I remember loving him …
… as a young man, in Levi’s, white t-shirt, and red baseball cap as he stood all muscled up, broad-shouldered and ornery on the front porch of my college rent house …
… as he danced across the floor at Tumbleweed making me blush when he sang and—well, hmmm (my mother reads these posts) ...
… as a college football player whose teammates showered him with endearing nicknames and poker games causing him to be two hours late to our first date …
… as a daddy when his little girl won her national championship, and she sought his burly arms to jump into first…
… as a hard-nosed, demanding professional who works diligently to provide for his family but can overlook a sink full of dishes, laundry to be put away, or hedges that need to be trimmed …
… as the man whose former players find him in Target, call out “Coach!” and then meet him with a firm grip that pulls each man toward the other for the tender yet masculine shoulder bump …
… at the close of the championship game as the joy and camaraderie filled the grid-iron and in the waning moments of the state baseball tournament when it was clear we had run out of pitching …
… as a man, thirty years later with graying goatee and lines around his still wickedly enticing brown eyes whose warm hand ever reaches for me …
I have loved him through the perfect, undefeated, state championship seasons, the heartbreak of great competitive losses, and the fickleness of high school athletics.
But I don’t think all of these moments prepared me for this holiday break, when once again, my coach stopped me rock hard cold in my tracks.
After years of learning how to accept that he’s perfectly alright with doing NOTHING for literally H O U R S at a time except watching game after game, he began more than one morning of this holiday break with something like,
“Babe, which of your projects would you like me to help you with today?”
Only seconds passed as I disguised my shock and disbelief like a seasoned champ, checking to make sure those were:
his same ornery brown eyes,
his strong hands that grab my backside repeatedly as he brags in raspy caveman grunts, “Man, what a rumproast” ...
his strategically gifted brain that can offensively script an entire quarter but can’t plan days in advance to put up the Christmas tree (“Let’s make that a game time decision”—insert exaggerated eye-rolling emoji here) ...

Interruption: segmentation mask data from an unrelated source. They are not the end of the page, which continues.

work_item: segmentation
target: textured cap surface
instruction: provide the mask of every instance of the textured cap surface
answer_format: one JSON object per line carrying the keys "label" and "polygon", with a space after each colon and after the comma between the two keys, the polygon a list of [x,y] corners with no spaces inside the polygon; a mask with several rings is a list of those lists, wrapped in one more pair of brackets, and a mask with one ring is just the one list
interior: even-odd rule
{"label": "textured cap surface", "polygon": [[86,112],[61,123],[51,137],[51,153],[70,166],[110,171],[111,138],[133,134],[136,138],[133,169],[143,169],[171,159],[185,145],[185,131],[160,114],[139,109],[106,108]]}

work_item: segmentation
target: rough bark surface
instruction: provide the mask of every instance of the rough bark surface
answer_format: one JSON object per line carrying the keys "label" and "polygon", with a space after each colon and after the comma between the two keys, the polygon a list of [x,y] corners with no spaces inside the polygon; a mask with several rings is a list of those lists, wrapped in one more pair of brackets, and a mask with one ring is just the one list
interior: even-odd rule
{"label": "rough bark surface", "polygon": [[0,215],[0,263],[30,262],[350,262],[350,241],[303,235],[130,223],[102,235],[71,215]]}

And not some well-versed imposter.
Could it really be the same over-grown-eighth-grader whose one true love has first, last, and always been ball?
Planning to clean closets?
Sort and file financial papers?
Complete the fun-sucking lists for which he and his off-spring have proverbially ridiculed me for decades?
If so, then Lord, man—I so appreciate it.
If it is just a heads up that Jesus is on his way, well then, I appreciate that, too and will accept my coach’s behavior as a one-time, spirit-filled, miraculous event.